The devastating earthquake in Nepal, to which troops from India and China were among the first responders, appears to have imparted fresh urgency among military planners of the two countries to include disaster relief on the agenda of joint military exercises.
Earlier editions of the Sino-Indian military drills have mainly focused on countering terrorism, but humanitarian assistance and disaster relief emerged as a top priority during the latest round of drills.
In a conversation with the media following the end of the “hand-in-hand” exercise on Thursday in the rugged terrain on the outskirts of Kunming, Lt. General A.L. Chavan, Director-General Military Training, asserted that joint planning for the exercise that covered counterterrorism as well as disaster relief, and included the use of each other’s weapons had generated enormous confidence.
“So should there be a contingency related to counterterrorism or humanitarian assistance, such as an earthquake which occurs in an area which is remote but accessible to troops on both sides, it is possible for troops on both sides to conduct such operations smoothly. This is the big takeaway from this exercise,” he said.
Gen. Chavan stressed that the “knowledge” gained by confronting the Nepal earthquake would greatly help the two armies in tackling natural calamities in the neighbourhood, as well as along the Line of Actual Control (LAC), should the need arise. “We have areas along the LAC where there are pockets of population which are fairly large and it is also a seismic belt. In case required on either side we could jointly assist each other.” He added the exercise has shown that the Indian and Chinese troops at a “working level” can operate both in a “disaster relief and counterterrorism environment”.
Gen. Chavan’s host, Major General Zhang Bing, Deputy Chief of Staff of the Chengdu Military Region, acknowledged during his interaction with the media that humanitarian and disaster relief seminars held during the course of the exercise were an “important improvement” over the previous rounds of the hand-in-hand exercises.
The Indian side saw the latest manoeuvres as a significant confidence building step.
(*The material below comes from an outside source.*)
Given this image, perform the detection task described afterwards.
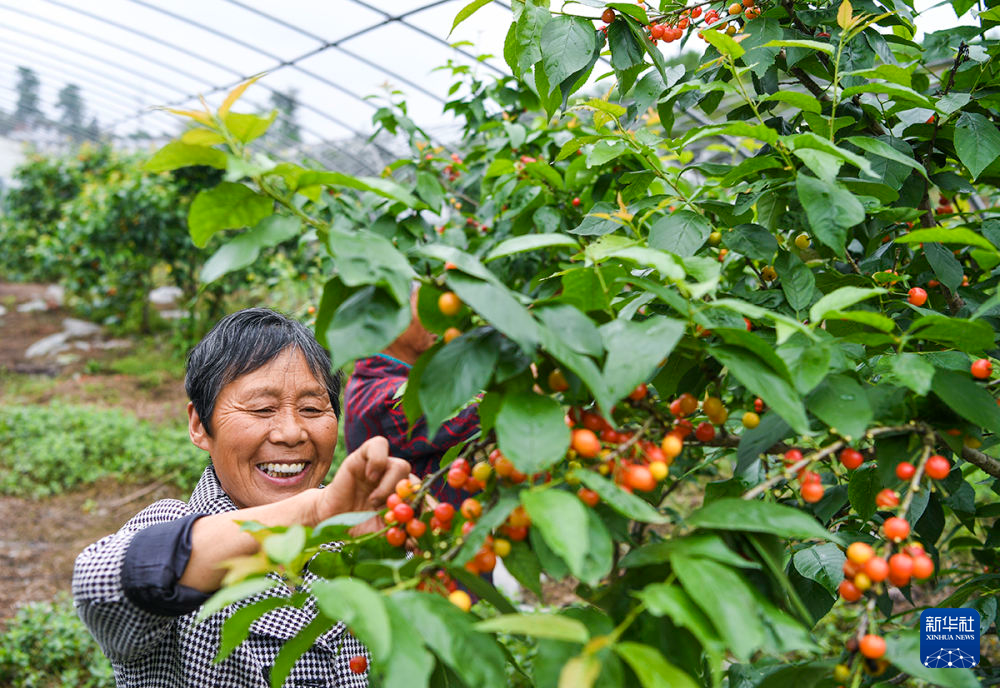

Gen. Chavan pointed out that the exercise “will affect the border management”.
Gen. Zhang also struck a positive note on the situation at the borders. “Our two armies have effectively maintained peace and tranquillity along the Indian border. The situation in the border area is stable and peaceful. We also hold several border meetings to keep that peace and stability.”
At an impressive ceremony which brought the exercise to a close, both commanders were upbeat in expressing that the growing military relationship between the two countries could have a global impact. Gen. Chavan observed that being two large and influential countries, India and China “have the onerous responsibility of playing a significant role globally in promoting and building a unified and a just world”. His Chinese host saw the drills as part of a larger “global counterterrorism” initiative.
Yet both commanders, acknowledging the rather modest scale of the manoeuvres, backed expansion of the exercise in the future, though Gen. Chavan’s advocacy was more calibrated than that of his Chinese counterpart. “At present, my interaction with the troops tells me that they are fairly confident of operating jointly in an environment together. So the willingness (to expand) is there,” observed Gen. Chavan.
On his part Gen. Zhang said in response to a question that “China is waiting to expand the scope of exchange and cooperation between our two armies in various fields”.